American sports reporter

Kristina Pink is a sports reporter for Fox Sports for their NFL coverage and a sideline reporter for Prime Video for their NBA coverage.

==Early life and college==
Pink was born in Miami, Florida and graduated from a high school in Pembroke Pines, Florida. She went to the University of Florida where she contributed as a sportscaster for the university’s television station, WUFT (TV) as well as its radio station, WRUF-AM 850. She covered the Gators' Women's Basketball and Softball teams. She graduated in December 2007 with a Bachelor’s degree in telecommunications.

==Career==
She began her professional career in 2008 as a sports anchor/reporter at WDBD-TV in Jackson, Mississippi.
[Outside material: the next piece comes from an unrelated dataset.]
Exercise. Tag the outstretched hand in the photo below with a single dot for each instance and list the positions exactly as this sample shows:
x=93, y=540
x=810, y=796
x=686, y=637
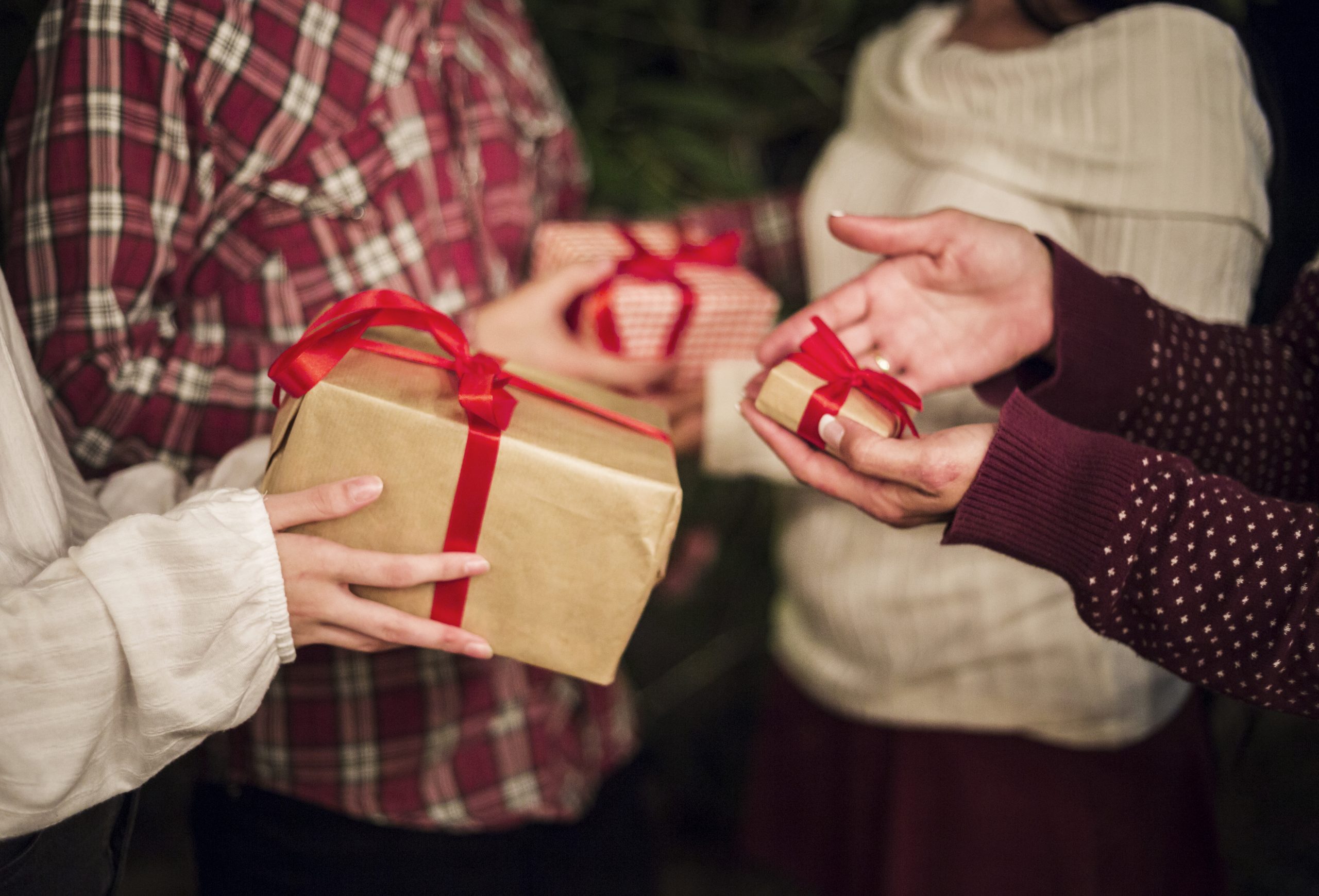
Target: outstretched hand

Pink would go to work as a sports reporter for WGNO-TV an ABC affiliate in New Orleans, Louisiana and WTVJ-TV, an NBC affiliate in Miami, Florida before working at Fox Sports in 2012. She also covered College Football for Fox Sports for the 2013 and 2014 seasons. Shortly after moving to Los Angeles, California, she was added to cover the Los Angeles Clippers. From 2018 to 2021, Pink was one of two in-game NFL reporters on Thursday Night Football alongside Erin Andrews, play-by-play announcer Joe Buck and analyst Troy Aikman. On January 8, 2022, Pink served as the Clippers lead color analyst after Jim Jackson and Mike Fratello were unavailable. One day later she slipped and fell face first after an on-court, post-game interview with Clippers guard Amir Coffey. Coffey's teammates had moments before doused him with water as Pink interviewed him. Fortunately she was not hurt. She reported for the Los Angeles Clippers along with Jaime Maggio on FanDuel Sports Network West. In 2025, she left the Clippers to join Prime Video for their NBA coverage as a sideline reporter, starting in October after winning a rights package that previously was held by TNT Sports.